Re: Attack on Verifiable Secret Sharing scheme

From: Aldar C-F. Chan (aldar_at_comm.utoronto.ca)
Date: 07/28/05 

Date: Thu, 28 Jul 2005 19:48:32 GMT

"David Wagner" <daw@taverner.cs.berkeley.edu> wrote in message
news:dcbars$jng$1@agate.berkeley.edu...
> Ann Brandon wrote:
>>Let us consider n parties P_1, ... , P_n and a polynomial:
>>f(x) = a_0 + a_1*x + ... + a_t*x^t mod p shared by a dealer D.
>>First the values COMMIT_i = g^{a_i}, 0<=i<=t are sent to each party.
>>Then each party gets its share: s_j = f(j), 1 <=j<=n and can verify the
>>correctness of its shares.
>>
>>Later then the dealer wants to share another secret a'_0. D first
>>generates the commitment COMMIT'_0 = g^{a'_0} and sent it to every party
>>P_j. Then D creates shares:
>>s'_j =f'(j), where f'(x) = a'_0 + a_1*x + ... + a_t*x^t mod p and send
>>the share s'_j to party P_j.
>>As you see, the polynomial f and f' only differ in the constant
>>coefficient.
>>
>>Each party now holds s_j and s'_j and the commitments.
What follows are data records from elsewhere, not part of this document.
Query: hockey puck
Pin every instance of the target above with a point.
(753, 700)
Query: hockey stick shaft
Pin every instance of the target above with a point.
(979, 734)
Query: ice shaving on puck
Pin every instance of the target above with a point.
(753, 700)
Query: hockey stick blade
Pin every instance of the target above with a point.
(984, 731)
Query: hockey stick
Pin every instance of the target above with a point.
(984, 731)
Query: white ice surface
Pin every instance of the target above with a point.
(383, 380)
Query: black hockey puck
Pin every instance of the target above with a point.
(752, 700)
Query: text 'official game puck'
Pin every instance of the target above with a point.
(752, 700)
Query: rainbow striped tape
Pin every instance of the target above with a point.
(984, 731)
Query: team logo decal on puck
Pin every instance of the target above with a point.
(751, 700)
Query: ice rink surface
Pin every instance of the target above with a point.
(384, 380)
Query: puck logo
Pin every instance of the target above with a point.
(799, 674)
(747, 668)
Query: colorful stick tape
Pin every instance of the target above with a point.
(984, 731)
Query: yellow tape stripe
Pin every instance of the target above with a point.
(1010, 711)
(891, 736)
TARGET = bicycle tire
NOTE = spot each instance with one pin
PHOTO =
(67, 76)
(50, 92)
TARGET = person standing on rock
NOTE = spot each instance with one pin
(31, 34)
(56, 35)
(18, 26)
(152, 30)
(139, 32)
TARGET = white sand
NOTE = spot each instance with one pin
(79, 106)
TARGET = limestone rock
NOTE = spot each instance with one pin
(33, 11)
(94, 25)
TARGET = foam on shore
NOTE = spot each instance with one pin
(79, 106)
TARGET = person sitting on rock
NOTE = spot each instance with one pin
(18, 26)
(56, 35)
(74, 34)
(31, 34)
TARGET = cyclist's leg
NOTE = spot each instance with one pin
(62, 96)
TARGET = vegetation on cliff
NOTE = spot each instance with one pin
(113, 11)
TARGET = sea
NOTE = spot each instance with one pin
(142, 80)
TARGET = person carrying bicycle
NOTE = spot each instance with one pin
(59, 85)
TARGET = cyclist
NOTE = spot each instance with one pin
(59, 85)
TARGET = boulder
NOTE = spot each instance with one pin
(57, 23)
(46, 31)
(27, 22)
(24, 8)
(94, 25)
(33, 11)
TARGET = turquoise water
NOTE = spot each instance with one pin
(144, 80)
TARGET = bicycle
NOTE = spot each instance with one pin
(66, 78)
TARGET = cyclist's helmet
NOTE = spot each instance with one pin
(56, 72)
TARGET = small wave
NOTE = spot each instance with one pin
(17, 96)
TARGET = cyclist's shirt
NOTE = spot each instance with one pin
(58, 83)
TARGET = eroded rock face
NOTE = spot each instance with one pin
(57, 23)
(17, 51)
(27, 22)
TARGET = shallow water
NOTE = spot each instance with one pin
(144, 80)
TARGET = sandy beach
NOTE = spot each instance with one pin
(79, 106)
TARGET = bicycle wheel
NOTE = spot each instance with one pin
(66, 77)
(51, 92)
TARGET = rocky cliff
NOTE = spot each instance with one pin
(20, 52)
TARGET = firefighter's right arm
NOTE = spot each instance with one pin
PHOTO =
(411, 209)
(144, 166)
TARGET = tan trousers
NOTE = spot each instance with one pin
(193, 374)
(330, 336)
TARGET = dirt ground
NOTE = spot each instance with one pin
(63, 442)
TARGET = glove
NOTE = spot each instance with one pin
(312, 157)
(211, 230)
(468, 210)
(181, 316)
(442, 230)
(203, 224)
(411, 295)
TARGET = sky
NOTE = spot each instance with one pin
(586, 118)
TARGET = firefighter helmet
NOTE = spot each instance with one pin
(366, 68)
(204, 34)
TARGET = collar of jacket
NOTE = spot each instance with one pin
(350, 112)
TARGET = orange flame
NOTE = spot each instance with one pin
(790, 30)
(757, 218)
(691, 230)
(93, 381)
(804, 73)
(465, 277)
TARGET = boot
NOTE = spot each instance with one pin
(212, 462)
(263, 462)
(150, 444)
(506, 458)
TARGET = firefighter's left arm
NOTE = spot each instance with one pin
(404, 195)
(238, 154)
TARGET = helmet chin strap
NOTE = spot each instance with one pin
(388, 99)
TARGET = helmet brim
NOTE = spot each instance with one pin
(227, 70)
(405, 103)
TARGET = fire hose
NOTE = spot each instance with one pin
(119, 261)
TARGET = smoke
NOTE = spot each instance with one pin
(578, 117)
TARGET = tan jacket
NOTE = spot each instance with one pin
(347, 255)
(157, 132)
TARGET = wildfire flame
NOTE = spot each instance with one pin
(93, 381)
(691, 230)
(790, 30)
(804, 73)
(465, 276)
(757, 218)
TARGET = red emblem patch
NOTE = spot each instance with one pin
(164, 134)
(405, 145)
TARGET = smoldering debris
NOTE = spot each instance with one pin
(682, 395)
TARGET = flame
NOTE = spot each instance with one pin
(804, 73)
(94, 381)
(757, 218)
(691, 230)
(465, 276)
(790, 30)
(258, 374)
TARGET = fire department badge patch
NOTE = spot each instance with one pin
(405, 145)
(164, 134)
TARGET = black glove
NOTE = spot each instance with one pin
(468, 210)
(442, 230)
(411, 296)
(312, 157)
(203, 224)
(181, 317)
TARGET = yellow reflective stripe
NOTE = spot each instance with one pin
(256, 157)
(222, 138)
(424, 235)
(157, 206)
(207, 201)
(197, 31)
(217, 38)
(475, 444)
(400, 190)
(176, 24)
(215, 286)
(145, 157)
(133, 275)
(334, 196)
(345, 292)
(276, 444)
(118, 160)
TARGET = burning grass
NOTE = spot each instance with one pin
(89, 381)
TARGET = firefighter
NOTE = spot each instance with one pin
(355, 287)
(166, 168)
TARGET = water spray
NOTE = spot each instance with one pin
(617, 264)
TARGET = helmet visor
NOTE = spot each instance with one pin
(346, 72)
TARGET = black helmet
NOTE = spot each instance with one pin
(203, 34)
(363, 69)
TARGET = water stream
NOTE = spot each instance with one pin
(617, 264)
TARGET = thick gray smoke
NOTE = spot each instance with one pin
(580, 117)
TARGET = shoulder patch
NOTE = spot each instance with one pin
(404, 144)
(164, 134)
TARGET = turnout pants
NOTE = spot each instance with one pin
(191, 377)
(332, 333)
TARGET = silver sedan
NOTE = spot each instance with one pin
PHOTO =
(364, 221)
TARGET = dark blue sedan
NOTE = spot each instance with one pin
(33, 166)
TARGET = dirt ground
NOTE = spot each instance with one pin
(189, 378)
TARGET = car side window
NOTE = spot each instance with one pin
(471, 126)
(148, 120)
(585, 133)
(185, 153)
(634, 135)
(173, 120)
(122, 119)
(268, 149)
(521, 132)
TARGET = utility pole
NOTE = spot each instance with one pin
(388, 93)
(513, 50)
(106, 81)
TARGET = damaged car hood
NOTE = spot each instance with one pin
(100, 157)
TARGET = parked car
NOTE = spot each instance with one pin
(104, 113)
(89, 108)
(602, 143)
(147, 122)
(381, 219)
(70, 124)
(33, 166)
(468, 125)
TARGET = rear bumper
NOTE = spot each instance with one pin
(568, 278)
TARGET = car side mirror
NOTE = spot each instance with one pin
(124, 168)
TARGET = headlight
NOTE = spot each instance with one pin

Is it now
>>possible for an adversary who controls up to t partys and hence knows in
>>all 2t shares (for each polynomial t shares, but the polynomial f and f'
>>only differ in the constant coefficient) to reconstruct the secrets a_0
>>and/or a'_0?
>
> Yes, I think it is. There are t+2 unknowns (a'_0,a_0,a_1,..,a_t) and 2t
> knowns (s_j, s'_j for each corrupt party j), and the system of equations
> is linear, so the answer is that an attacker can presumably learn all
> the secrets in this setting.
>
I am sorry but there are actually only t+1 independent linear equations.
Since the two equations of each user can reduce to the original one and
the other being (s_j - s_j ) being some value.